All experiments were performed using three biological triplicates, and the mean values along with standard deviations were determined. Each experiment was performed thrice, independently. The significance of data was assessed using GraphPad Prism (ver. 8.0) with one-way analysis of variance (ANOVA) test, and multiple comparisons (between groups) were examined using Tukey's multiple comparisons test. A p-value of less than 0.05 was deemed statistically significant (p-values: * ≤ 0.05, ** ≤ 0.01, *** ≤ 0.001, **** ≤ 0.0001).

4. Conclusions

Based on the comprehensive experimentation undertaken in this study, MeT was shown to harbor QQ properties. The results confirmed that sub-lethal concentrations of MeT disrupt the QS circuitry of P. aeruginosa by abrogating AHL biosynthesis. Additionally, MeT could effectively downregulate the expression of QS genes (pqsA/pqsR, rhlI/rhlR, and lasI/lasR) and QS-modulated virulence genes (lasA, lasB, toxA, aprA, & plcH) in P. aeruginosa, thereby inhibiting the production of hallmark virulence factors at phenotypic level and attenuating bacterial virulence.

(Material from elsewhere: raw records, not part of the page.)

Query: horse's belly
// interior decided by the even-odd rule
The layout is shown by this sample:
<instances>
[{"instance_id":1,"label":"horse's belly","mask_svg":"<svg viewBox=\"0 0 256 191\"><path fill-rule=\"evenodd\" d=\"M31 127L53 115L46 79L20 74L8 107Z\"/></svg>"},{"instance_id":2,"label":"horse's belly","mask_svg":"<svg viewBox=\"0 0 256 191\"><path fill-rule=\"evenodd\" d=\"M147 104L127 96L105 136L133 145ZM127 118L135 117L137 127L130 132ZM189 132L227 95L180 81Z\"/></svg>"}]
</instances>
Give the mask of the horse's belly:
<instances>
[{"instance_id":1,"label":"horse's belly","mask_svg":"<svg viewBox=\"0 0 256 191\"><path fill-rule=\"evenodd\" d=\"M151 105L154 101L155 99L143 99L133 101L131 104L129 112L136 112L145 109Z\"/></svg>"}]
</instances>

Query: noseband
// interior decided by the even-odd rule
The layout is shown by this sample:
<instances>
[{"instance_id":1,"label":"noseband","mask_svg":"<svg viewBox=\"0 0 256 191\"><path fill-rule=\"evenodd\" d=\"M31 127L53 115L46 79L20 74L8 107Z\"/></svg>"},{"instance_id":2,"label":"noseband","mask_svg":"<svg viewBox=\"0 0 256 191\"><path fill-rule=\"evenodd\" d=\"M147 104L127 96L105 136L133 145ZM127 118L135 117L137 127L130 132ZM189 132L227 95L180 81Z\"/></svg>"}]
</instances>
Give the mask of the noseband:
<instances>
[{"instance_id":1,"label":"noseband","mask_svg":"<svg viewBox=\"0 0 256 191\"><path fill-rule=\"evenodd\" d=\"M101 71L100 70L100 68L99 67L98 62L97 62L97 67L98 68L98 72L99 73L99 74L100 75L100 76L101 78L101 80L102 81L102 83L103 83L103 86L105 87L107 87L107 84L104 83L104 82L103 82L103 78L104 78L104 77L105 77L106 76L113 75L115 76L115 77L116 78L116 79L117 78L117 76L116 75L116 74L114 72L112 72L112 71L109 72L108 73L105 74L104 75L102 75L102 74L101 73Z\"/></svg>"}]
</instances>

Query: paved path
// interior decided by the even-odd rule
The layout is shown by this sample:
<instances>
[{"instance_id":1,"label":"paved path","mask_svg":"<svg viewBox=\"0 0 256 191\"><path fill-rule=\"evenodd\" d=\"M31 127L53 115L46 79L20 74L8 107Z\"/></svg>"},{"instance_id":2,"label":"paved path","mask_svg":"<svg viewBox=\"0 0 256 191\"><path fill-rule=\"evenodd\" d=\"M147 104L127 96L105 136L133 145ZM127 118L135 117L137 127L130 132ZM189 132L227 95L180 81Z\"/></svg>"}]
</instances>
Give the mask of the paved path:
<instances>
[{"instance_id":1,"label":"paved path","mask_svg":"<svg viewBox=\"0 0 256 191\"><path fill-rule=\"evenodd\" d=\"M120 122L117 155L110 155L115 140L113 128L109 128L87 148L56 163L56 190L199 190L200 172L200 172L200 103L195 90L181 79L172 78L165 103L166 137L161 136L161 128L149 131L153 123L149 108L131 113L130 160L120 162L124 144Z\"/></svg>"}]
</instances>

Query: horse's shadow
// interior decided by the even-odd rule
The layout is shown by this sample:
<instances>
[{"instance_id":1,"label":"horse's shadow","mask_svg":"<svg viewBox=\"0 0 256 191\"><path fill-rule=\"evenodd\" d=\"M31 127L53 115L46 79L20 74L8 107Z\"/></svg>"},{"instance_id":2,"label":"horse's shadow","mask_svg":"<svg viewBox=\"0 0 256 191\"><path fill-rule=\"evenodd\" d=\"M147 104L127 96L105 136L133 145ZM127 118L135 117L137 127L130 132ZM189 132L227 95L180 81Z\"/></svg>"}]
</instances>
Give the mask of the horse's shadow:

MeT was also predicted to strongly associate with the QS receptors of P. aeruginosa, which may be responsible for augmenting its anti-virulence potential in vitro. This study also illustrates the anti-motility and anti-fouling potential of MeT against P. aeruginosa. Therefore, MeT proves to be a potent anti-virulence drug which can be repurposed against pseudomonal infections in clinical settings. Nonetheless, in vivo investigations are warranted to establish its efficacy for widespread application as an alternate medicine against P. aeruginosa infections.